2. Set up an Azure Blob Storage account and upload a subset of the New York taxi dataset (e.g., `trip_data.csv` and `trip_fare.csv`).
3. Create an Azure Databricks workspace and launch a small cluster with PySpark installed.
4. Mount the Blob Storage container to your Databricks workspace using the `abfss` protocol or a SAS token.
5. Verify that PySpark is working by running a simple script to print "Hello, PySpark!"

---

### **Step 2: Loading and Exploring the Data**
**Story:**  
With the environment ready, you load the dataset into PySpark DataFrames. The dataset contains information about taxi trips, including pickup/dropoff locations, timestamps, trip distances, fares, and payment types. You begin by exploring the data to understand its structure and identify any quality issues.

**Mini Tasks:**
1. Load a subset of the `trip_data.csv` and `trip_fare.csv` files from Blob Storage into PySpark DataFrames.
2. Print the schema of both DataFrames to understand the column names and data types.
3. Check for missing values and duplicates in the dataset.
4. Display the first 5 rows of each DataFrame to get a sense of the data.

---

### **Step 3: Data Cleaning and Transformation**
**Story:**  
You notice some inconsistencies in the data, such as missing values in the `passenger_count` column and incorrect timestamps. You decide to clean the data by removing invalid records and transforming columns into the correct formats.

**Mini Tasks:**
1. Drop rows with missing values in critical columns like `pickup_datetime`, `dropoff_datetime`, and `trip_distance`.
2. Convert the `pickup_datetime` and `dropoff_datetime` columns to timestamp format.
3. Filter out rows where `trip_distance` is 0 or negative.
4. Create a new column `trip_duration` by calculating the difference between `dropoff_datetime` and `pickup_datetime`.

---

### **Step 4: Joining Datasets**
**Story:**  
To get a complete picture of each trip, you decide to join the `trip_data` and `trip_fare` DataFrames using a common key, such as `medallion` and `hack_license`. This will allow you to analyze both trip details and fare information together.

**Mini Tasks:**
1. Identify the common columns between `trip_data` and `trip_fare` DataFrames.
2. Perform an inner join on the two DataFrames using the common columns.
3. Verify the join by checking the row count and inspecting the resulting DataFrame.

---

### **Step 5: Analyzing the Data**
**Story:**  
With the cleaned and joined dataset, you start analyzing it to uncover insights.

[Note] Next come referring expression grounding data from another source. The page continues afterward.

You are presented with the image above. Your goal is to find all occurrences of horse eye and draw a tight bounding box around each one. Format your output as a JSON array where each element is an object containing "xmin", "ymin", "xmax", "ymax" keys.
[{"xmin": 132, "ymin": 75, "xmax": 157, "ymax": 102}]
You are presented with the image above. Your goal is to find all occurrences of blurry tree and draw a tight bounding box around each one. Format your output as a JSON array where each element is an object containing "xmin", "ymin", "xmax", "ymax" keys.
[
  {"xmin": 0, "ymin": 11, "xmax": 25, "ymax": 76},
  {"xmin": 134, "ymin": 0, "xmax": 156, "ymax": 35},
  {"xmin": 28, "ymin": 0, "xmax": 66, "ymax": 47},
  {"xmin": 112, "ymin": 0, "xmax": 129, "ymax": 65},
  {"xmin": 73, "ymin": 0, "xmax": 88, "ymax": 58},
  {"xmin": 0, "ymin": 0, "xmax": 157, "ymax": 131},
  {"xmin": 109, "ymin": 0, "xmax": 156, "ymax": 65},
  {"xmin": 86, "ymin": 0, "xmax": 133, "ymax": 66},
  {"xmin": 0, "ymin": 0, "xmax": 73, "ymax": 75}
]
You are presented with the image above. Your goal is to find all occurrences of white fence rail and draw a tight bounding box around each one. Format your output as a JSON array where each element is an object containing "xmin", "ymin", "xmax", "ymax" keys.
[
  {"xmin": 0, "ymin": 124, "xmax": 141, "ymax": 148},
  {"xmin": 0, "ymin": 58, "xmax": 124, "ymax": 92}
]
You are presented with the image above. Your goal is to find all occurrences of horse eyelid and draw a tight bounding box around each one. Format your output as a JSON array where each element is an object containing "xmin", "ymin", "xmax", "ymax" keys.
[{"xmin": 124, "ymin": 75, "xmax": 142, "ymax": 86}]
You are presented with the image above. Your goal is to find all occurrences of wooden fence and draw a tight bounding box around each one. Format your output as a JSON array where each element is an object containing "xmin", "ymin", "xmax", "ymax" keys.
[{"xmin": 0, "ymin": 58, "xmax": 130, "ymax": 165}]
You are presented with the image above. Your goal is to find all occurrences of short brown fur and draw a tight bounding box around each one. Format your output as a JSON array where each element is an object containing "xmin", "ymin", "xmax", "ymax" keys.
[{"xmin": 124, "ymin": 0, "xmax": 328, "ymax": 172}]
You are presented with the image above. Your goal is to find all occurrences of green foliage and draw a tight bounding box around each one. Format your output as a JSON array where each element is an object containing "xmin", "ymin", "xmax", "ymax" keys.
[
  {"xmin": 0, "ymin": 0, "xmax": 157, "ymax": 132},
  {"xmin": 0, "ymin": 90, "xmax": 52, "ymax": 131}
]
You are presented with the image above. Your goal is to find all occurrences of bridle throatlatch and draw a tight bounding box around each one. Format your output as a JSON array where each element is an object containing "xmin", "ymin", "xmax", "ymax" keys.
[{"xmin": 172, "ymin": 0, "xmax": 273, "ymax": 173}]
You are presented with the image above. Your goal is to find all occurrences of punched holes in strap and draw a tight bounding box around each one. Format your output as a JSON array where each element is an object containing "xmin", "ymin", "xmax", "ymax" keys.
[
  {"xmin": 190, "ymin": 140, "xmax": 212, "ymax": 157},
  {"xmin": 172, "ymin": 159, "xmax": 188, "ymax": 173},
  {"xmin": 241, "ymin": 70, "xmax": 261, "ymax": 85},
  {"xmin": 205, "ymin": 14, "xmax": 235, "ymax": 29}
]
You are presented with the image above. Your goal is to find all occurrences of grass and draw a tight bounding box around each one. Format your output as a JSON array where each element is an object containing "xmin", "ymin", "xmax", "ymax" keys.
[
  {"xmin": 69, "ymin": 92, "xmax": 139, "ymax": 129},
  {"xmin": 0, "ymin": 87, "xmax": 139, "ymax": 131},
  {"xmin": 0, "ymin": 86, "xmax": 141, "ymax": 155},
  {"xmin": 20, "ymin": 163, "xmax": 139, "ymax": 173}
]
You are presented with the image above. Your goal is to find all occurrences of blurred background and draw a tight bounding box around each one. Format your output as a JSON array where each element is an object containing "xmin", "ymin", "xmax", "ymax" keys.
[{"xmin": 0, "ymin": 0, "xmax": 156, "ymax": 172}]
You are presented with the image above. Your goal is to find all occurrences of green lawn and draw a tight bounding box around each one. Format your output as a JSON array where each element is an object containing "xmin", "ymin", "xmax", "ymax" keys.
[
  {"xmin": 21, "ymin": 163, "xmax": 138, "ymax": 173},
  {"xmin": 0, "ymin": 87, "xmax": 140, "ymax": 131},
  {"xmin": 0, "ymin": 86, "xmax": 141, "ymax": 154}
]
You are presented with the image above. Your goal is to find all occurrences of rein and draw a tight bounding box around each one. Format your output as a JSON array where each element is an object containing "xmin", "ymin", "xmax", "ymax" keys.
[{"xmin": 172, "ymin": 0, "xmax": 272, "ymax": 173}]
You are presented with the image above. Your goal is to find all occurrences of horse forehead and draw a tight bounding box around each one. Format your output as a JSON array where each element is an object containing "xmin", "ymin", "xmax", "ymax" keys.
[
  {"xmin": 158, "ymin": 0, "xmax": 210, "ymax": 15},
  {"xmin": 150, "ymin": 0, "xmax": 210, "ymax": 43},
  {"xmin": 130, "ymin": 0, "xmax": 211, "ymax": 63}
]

You focus on answering key questions, such as:
- What is the average trip duration and fare?
- Which payment methods are most popular?
- What are the peak hours for taxi rides?

**Mini Tasks:**
1. Calculate the average `trip_duration` and `fare_amount`.
2. Group the data by `payment_type` and count the number of trips for each payment method.
3. Extract the hour from `pickup_datetime` and create a histogram to visualize peak hours.
4. Identify the top 5 pickup and dropoff locations based on trip frequency.

---

### **Step 6: Visualizing the Results**
**Story:**  
To make your findings more accessible, you decide to visualize the results using Databricks' built-in visualization tools or a Python library like Matplotlib or Seaborn. You export the aggregated data from PySpark to a Pandas DataFrame for easier plotting.

**Mini Tasks:**
1. Export the results of your analysis (e.g., average fare, peak hours) to a Pandas DataFrame.
2. Create a bar chart to show the distribution of payment types.
3. Plot a line chart to visualize the number of trips per hour (peak hours).
4. Generate a scatter plot to explore the relationship between `trip_distance` and `fare_amount`.

---

### **Step 7: Saving the Results**
**Story:**  
Finally, you save the cleaned dataset and analysis results back to Blob Storage for future use. You also document your findings in a report that will be shared with your team.

**Mini Tasks:**
1. Save the cleaned and joined DataFrame as a Parquet file in your Blob Storage account.
2. Export the aggregated results (e.g., peak hours, payment types) as a CSV file to Blob Storage.
3. Write a brief summary of your findings in a Markdown file and upload it to Blob Storage.

---

### **Conclusion**
**Story:**  
You’ve successfully built a PySpark pipeline to analyze the New York taxi dataset on Azure. Your analysis revealed valuable insights, such as peak hours, popular payment methods, and average trip durations. These findings will help your team make data-driven decisions to improve taxi services in New York City.

**Mini Tasks:**
1. Terminate the Databricks cluster to avoid unnecessary costs.
2. Share the Blob Storage links to the cleaned data, analysis results, and report with your team.

---

### **Bonus Challenge**
- Use PySpark MLlib to build a simple machine learning model that predicts taxi fares based on features like `trip_distance` and `trip_duration`.
- Explore geospatial analysis by visualizing pickup and dropoff locations on a map using libraries like Folium or Databricks' built-in mapping tools.

---

### **Tips for Staying Within Free Tier Limits**
1. Use a **small cluster** in Databricks and terminate it immediately after completing tasks.
2. Work with a **subset of the dataset** (e.g., 1-2 months of data) to reduce processing time and resource usage.
3. Use **compressed file formats** like Parquet or GZIP to save storage space in Blob Storage.
4. Monitor your usage in the Azure portal to ensure you stay within the free tier limits.

---

This project provides a hands-on experience with PySpark, Azure Databricks, and data analysis.